Ricardo Galvao had accused far-right Bolsonaro of “cowardice” for publicly questioning satellite data produced by the institute, known by its initials INPE, that showed Amazon rainforest deforestation had increased 88 percent year-on-year in June.
“My words about the president have caused annoyance, so I’m going to be fired,” said Galvao.
Two weeks ago, Bolsonaro had told reporters: “With all the devastation that you are accusing us of doing … the Amazon region would already have been extinguished.”
Bolsonaro, a climate change skeptic, also called on Galvao “to come to Brasilia to explain the data that was released to the press.”
The president has previously floated the idea of opening up protected rainforest areas to agriculture, a highly controversial move given the existing level of deforestation.
In his row with Galvao, Bolsonaro suggested the INPE president is “in the service of some NGOs.”
A day later, Galvao hit back, blasting Bolsonaro for making “undue accusations against people of the highest level of Brazilian science” and comparing the president’s suspicions to “a joke by a 14-year-old boy.”
Bolsonaro upped the ante on Thursday, claiming the INPE figures “don’t correspond to the truth” and were damaging to the institute and the country.
Galvao previously insisted he wouldn’t resign, but speaking on Friday he admitted he had discussed the possibility he might be fired with Minister for Science and Technology Marcos Pontes.
Galvao told the press that his dismissal wouldn’t affect INPE, an institution of international repute.
The latest data released by INPE shows that deforestation has increased 40 percent in the last two months compared to the same period a year ago.
For many years, NGOs defending the environment and the territorial rights of indigenous people have criticized the agriculture industry and major land owners for constantly trying to expand into virgin lands, including those protected by law.
Bolsonaro, though, was helped in his election last year by support from the powerful agriculture lobby.
In Europe, other organizations have used the INPE figures to question the recent free trade agreement signed between the European Union and Mercosur, the trade bloc made up of Brazil, Argentina, Uruguay and Paraguay.

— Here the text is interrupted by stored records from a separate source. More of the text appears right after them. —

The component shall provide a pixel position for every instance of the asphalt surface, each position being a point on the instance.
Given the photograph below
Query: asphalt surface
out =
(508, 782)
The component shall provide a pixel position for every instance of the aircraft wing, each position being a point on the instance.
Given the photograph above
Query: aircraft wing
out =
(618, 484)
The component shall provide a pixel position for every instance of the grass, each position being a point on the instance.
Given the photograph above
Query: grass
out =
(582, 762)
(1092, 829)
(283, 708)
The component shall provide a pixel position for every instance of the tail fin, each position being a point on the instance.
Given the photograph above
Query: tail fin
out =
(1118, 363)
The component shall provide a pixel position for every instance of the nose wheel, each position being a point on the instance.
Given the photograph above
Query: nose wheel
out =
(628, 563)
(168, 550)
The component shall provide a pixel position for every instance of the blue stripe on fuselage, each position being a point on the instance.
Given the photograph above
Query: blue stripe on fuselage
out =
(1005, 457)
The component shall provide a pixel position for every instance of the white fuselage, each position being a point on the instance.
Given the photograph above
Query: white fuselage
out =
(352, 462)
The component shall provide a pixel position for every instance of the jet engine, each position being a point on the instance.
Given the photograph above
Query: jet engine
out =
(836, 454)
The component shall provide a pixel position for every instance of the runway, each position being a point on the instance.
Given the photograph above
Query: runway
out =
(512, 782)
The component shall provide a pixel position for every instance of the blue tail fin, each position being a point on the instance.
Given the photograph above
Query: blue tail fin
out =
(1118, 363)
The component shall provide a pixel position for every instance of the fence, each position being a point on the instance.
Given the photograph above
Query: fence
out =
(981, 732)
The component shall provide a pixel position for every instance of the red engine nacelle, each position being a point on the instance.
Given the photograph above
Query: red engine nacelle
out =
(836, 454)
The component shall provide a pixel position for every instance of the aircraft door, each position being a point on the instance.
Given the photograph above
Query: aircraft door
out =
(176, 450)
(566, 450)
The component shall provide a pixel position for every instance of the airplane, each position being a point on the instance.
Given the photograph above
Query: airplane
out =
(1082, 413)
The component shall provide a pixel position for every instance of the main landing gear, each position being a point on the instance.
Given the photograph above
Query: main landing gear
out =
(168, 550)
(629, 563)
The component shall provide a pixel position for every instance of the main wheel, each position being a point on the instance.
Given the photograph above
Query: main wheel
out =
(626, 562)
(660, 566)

“The deforestation data reveals what we all know: that it’s advancing at a rapid rate. And that creates a problem for the government because there’s huge national and international pressure,” former deputy environment minister Joao-Paulo Capobianco told AFP.
“There’s a massive offensive from sectors that profit greatly from the occupation of the Amazon, and the president of the republic has already shown before his election that he is completely ignorant about this issue. He doesn’t consider it relevant,” Capobianco said.
Bolsonaro suffered a blow on Thursday when the Supreme Court canceled a decree transferring the right to demarcate indigenous lands from the National Indian Foundation to the Ministry of Agriculture, a bulwark of the agriculture industry’s interests.